I feel so, so disappointed right now with no words to describe why. This time won’t be blamed on Olivia, either. Not only is it totally unfair to keep putting everything on her, but it probably isn’t the case. More likely, it would be a justification of my own bad behavior.

I’m being a huge spoiled brat though I simply cannot stop myself. I’ve been feeling increasingly eschewed by David this weekend and after 3 days of resentment and discontent simmering between us, I’ve clearly had it up to here (you know where). Is there any truth to these feelings of blame and derision? I honestly can’t say. Would I feel it so concretely if there wasn’t?

I just want to bury my head under the pillows and cry myself to sleep, which would probably only up the frustration level for the both of us.

By now he doesn’t even know what I’m upset about. How can things get so muddy?
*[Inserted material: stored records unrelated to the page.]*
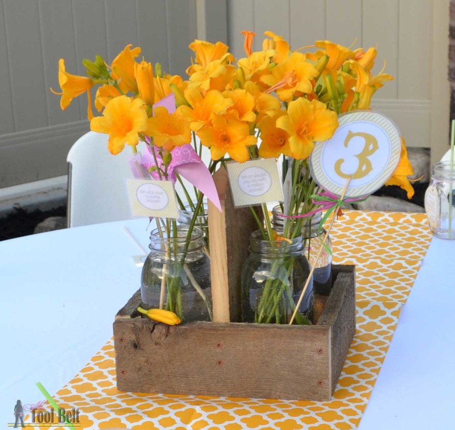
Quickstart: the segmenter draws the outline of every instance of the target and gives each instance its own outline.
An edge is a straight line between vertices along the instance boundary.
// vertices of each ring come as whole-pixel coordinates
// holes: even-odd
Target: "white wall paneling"
[[[243,29],[256,33],[255,49],[266,29],[293,49],[317,40],[376,47],[373,72],[385,60],[385,72],[394,79],[378,91],[372,107],[395,122],[408,146],[430,147],[436,157],[446,150],[448,0],[232,0],[228,7],[229,42],[238,58],[245,56]]]
[[[208,7],[202,25],[226,41],[225,0]],[[49,90],[60,89],[59,58],[84,75],[83,58],[110,63],[132,44],[184,73],[196,37],[196,0],[0,0],[0,188],[65,175],[69,148],[89,130],[86,96],[62,112]]]
[[[84,58],[107,61],[127,44],[164,70],[184,73],[195,38],[244,56],[242,30],[270,30],[293,49],[332,39],[376,46],[379,72],[395,77],[373,106],[410,146],[445,151],[448,139],[448,0],[0,0],[0,188],[65,175],[66,154],[89,128],[84,95],[65,112],[58,60],[83,74]]]

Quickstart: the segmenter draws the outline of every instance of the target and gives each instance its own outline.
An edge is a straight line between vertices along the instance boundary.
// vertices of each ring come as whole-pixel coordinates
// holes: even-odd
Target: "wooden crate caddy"
[[[355,267],[332,270],[332,292],[310,326],[198,322],[169,326],[140,316],[138,291],[114,323],[117,388],[330,400],[355,330]]]
[[[118,388],[329,400],[355,329],[354,267],[332,266],[335,280],[330,295],[316,297],[316,324],[238,322],[242,266],[257,224],[249,208],[235,207],[224,168],[213,179],[223,209],[220,212],[209,202],[214,322],[170,327],[143,318],[136,310],[141,304],[138,291],[114,323]],[[260,208],[255,210],[261,219]]]

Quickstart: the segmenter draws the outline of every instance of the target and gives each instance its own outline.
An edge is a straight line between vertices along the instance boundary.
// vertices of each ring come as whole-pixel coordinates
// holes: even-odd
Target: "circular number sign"
[[[310,157],[316,183],[340,195],[359,197],[380,188],[393,174],[401,150],[399,132],[387,117],[359,111],[341,115],[332,139],[316,143]]]
[[[169,203],[166,191],[154,184],[144,184],[138,187],[136,196],[143,206],[152,210],[161,210]]]

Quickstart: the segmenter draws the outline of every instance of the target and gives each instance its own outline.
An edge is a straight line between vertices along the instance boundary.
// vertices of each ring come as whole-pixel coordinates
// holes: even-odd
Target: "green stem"
[[[267,234],[268,236],[268,240],[271,242],[275,241],[274,237],[273,229],[271,227],[271,223],[270,222],[270,217],[268,216],[268,210],[267,209],[267,204],[265,203],[261,203],[261,206],[262,208],[262,213],[264,214],[264,220],[265,221],[265,228],[267,230]],[[266,240],[267,237],[264,238]]]
[[[178,173],[177,173],[176,171],[175,172],[175,177],[177,178],[177,180],[178,181],[178,182],[180,183],[180,185],[181,185],[182,188],[183,188],[184,193],[185,193],[185,197],[186,197],[187,198],[187,200],[188,202],[188,204],[190,205],[190,207],[191,208],[192,210],[194,210],[194,205],[193,203],[193,200],[191,199],[190,193],[187,190],[187,188],[183,183],[183,181],[181,180],[181,178],[180,177],[180,175]]]
[[[261,222],[261,220],[259,219],[257,213],[254,210],[254,208],[252,206],[249,206],[248,207],[250,208],[250,211],[251,212],[251,214],[253,215],[253,218],[256,221],[256,223],[257,224],[258,227],[259,227],[259,229],[261,231],[261,234],[262,235],[262,237],[266,237],[266,235],[265,233],[265,230],[264,230],[263,223]]]

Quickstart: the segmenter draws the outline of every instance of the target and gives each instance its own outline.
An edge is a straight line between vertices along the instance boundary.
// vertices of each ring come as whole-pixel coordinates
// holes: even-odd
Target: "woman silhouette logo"
[[[16,421],[14,422],[15,427],[17,427],[17,421],[19,419],[21,420],[21,426],[25,427],[24,419],[22,418],[22,405],[21,404],[20,400],[18,400],[14,406],[14,415],[16,415]]]

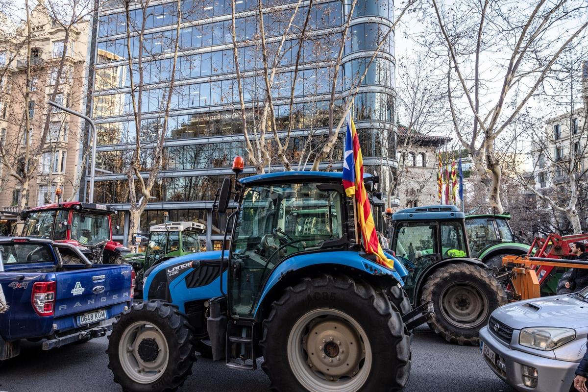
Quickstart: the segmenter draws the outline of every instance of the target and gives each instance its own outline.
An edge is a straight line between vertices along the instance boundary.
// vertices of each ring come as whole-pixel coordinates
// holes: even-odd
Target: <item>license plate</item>
[[[488,357],[492,363],[496,363],[496,354],[487,345],[483,344],[482,347],[482,352]]]
[[[93,311],[91,313],[86,313],[85,314],[78,316],[78,325],[81,326],[86,324],[92,324],[92,323],[95,323],[96,321],[100,321],[101,320],[106,320],[106,310]]]

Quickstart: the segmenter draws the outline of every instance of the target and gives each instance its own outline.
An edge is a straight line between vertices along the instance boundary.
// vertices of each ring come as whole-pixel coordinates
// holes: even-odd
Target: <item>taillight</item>
[[[33,284],[31,303],[39,316],[53,316],[55,311],[55,292],[57,285],[54,282],[38,282]]]
[[[132,270],[131,272],[131,299],[135,297],[135,286],[137,283],[135,277],[135,270]]]

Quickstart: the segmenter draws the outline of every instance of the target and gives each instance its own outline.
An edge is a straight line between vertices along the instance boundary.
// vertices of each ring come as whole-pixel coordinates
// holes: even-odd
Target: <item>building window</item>
[[[556,147],[555,148],[555,160],[562,160],[563,159],[563,147]]]
[[[562,137],[562,130],[560,128],[559,124],[557,124],[553,126],[553,138],[557,140]]]
[[[61,173],[65,173],[65,165],[67,162],[67,152],[62,151],[61,152],[61,165],[60,166],[59,172]]]
[[[11,205],[12,206],[16,206],[18,204],[18,197],[21,196],[21,190],[15,189],[12,191],[12,202]]]

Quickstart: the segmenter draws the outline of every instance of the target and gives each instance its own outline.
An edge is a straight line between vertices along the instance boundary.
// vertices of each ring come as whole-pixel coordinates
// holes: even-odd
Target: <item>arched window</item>
[[[406,154],[406,166],[413,166],[415,163],[415,153],[412,152],[409,152]]]
[[[423,155],[422,154],[417,154],[416,155],[416,159],[415,160],[415,165],[414,165],[414,166],[425,166],[424,165],[423,165]]]

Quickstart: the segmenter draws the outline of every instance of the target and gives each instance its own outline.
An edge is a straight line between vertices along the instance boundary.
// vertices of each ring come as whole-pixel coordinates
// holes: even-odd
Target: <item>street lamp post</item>
[[[54,102],[53,101],[48,101],[49,103],[52,106],[54,106],[59,110],[63,110],[66,113],[69,113],[71,115],[74,115],[80,118],[82,118],[90,125],[90,128],[92,128],[92,157],[90,158],[90,189],[89,193],[88,196],[88,203],[94,202],[94,176],[95,175],[96,170],[96,125],[94,123],[93,120],[88,117],[85,115],[83,115],[79,112],[76,112],[75,110],[72,110],[69,108],[66,108],[65,106],[59,105],[57,102]]]

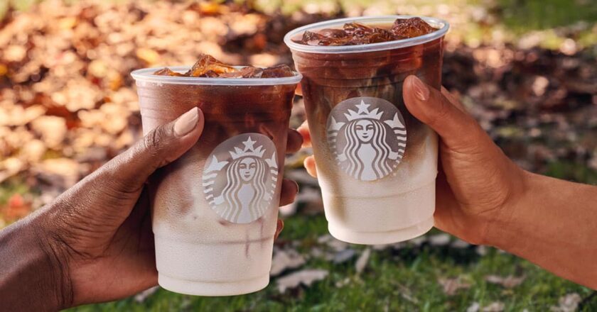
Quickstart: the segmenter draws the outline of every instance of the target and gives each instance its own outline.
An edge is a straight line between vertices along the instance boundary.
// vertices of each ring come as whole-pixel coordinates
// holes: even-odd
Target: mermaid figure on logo
[[[392,120],[382,121],[384,112],[379,108],[370,111],[370,105],[363,101],[355,106],[358,111],[344,113],[345,123],[332,117],[328,140],[336,160],[349,175],[362,181],[381,179],[392,172],[404,155],[406,128],[397,113]],[[343,146],[337,146],[340,138]],[[397,139],[397,148],[393,149],[389,142]]]
[[[214,155],[206,171],[225,174],[222,177],[225,184],[220,195],[208,197],[213,199],[210,204],[217,207],[216,211],[221,217],[235,223],[249,223],[262,216],[269,207],[275,189],[275,179],[273,183],[268,183],[268,174],[277,174],[275,152],[271,159],[264,160],[265,150],[262,146],[254,147],[255,143],[249,137],[243,142],[244,149],[235,147],[234,151],[229,151],[232,157],[230,162],[218,162]],[[213,191],[210,189],[210,193]]]

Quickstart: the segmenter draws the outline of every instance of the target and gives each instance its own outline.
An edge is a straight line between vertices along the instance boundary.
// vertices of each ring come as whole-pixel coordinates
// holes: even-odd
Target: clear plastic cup
[[[200,296],[262,289],[269,282],[289,118],[301,76],[153,75],[157,69],[131,74],[144,133],[195,106],[205,118],[198,143],[150,183],[158,283]]]
[[[436,31],[409,39],[348,46],[296,43],[306,30],[345,23],[391,26],[388,16],[342,18],[284,37],[311,129],[330,233],[357,244],[406,240],[434,225],[437,135],[404,106],[402,82],[414,74],[441,84],[444,21],[421,17]]]

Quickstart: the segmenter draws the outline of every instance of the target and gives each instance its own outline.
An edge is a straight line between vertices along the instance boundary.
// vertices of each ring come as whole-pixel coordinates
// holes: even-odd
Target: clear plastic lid
[[[168,67],[171,70],[184,73],[190,69],[191,66]],[[235,66],[241,69],[244,66]],[[131,76],[139,82],[154,82],[168,84],[198,84],[198,85],[220,85],[220,86],[273,86],[278,84],[296,84],[301,82],[303,75],[297,72],[292,72],[294,76],[280,78],[208,78],[195,77],[159,76],[154,74],[156,71],[164,67],[144,68],[134,70]]]
[[[384,43],[369,43],[366,45],[307,45],[296,43],[292,39],[299,39],[303,33],[306,30],[313,31],[324,28],[341,28],[346,23],[357,22],[365,25],[379,25],[393,23],[397,18],[410,18],[419,17],[425,21],[432,27],[437,28],[437,30],[429,33],[426,35],[419,35],[408,39],[402,39]],[[364,52],[381,51],[383,50],[396,49],[399,48],[410,47],[412,45],[426,43],[433,41],[446,35],[450,24],[446,21],[434,17],[414,16],[409,15],[388,15],[383,16],[361,16],[350,17],[346,18],[338,18],[331,21],[326,21],[313,24],[309,24],[299,27],[291,30],[284,36],[284,43],[294,51],[306,52],[308,53],[357,53]]]

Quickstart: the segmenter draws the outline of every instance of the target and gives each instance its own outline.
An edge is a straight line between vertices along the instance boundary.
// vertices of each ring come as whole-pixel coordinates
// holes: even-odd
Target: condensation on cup
[[[260,290],[269,282],[289,120],[301,77],[168,77],[153,74],[156,69],[131,74],[144,133],[193,107],[205,116],[198,143],[150,181],[158,283],[200,296]]]
[[[436,134],[413,117],[402,82],[414,74],[441,84],[444,21],[421,17],[437,30],[412,38],[357,45],[306,45],[306,31],[345,23],[391,26],[389,16],[333,20],[284,38],[296,69],[311,129],[330,233],[357,244],[409,240],[434,225]]]

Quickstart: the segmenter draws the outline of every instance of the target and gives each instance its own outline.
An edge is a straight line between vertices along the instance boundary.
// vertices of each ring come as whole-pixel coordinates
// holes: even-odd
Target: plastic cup
[[[150,182],[158,283],[200,296],[262,289],[269,282],[289,119],[301,77],[151,74],[157,69],[131,74],[144,133],[195,106],[205,118],[198,143]]]
[[[441,84],[444,21],[421,17],[438,30],[409,39],[348,46],[294,43],[305,30],[345,23],[391,26],[388,16],[317,23],[287,33],[301,83],[326,218],[335,238],[357,244],[409,240],[434,225],[437,135],[402,99],[410,74]]]

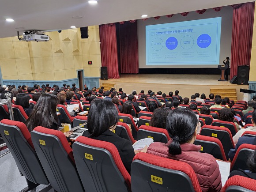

He’s the person I’ve been relying on completely for level emotions the past few months so when he’s not here, where else can I turn? I find that I’m too weak to stand on my own anymore. Maybe that’s what pisses me off. I’ve been attributing my strength to my own will, but what if it’s all him and I’m just as weak as ever?

I’m still working on a post about my session with NJ last week where she told me how well she thinks I’ve been dealing with everything. I’ll post the full recap when I’m finished. In part, she said I’m a very intuitive person and the fact that I’m allowing myself to feel the hurt without dwelling is what’s getting me through. She did not say it’s because of David’s strength. So, why when he’s not strong do I feel so weak?

While I type this the whole house is just miserable. It’s true what they say about everybody being unhappy when mamma’s unhappy. Lily’s crying, David’s yelling and I’m completely checked out, writing about my feelings in the kitchen when I should be putting my family to bed and getting some work done. We had a snow day today. Totally unexpected and wonderful to start. Perhaps I’m just tired but I got barely 2 hours of working from home done so there’s definitely some guilt built into this maelstrom of emotions, not wanting to take advantage of the workplace empathy of my still fragile state (there’s more of the dead baby card emerging).

Shit. I try to come to some conclusion for most of my posts but I’m starting to feel like I could just go on complaining forever without ever settling on an idea to bring me out of the muck. I’ll just put us all at ease and back away slowly.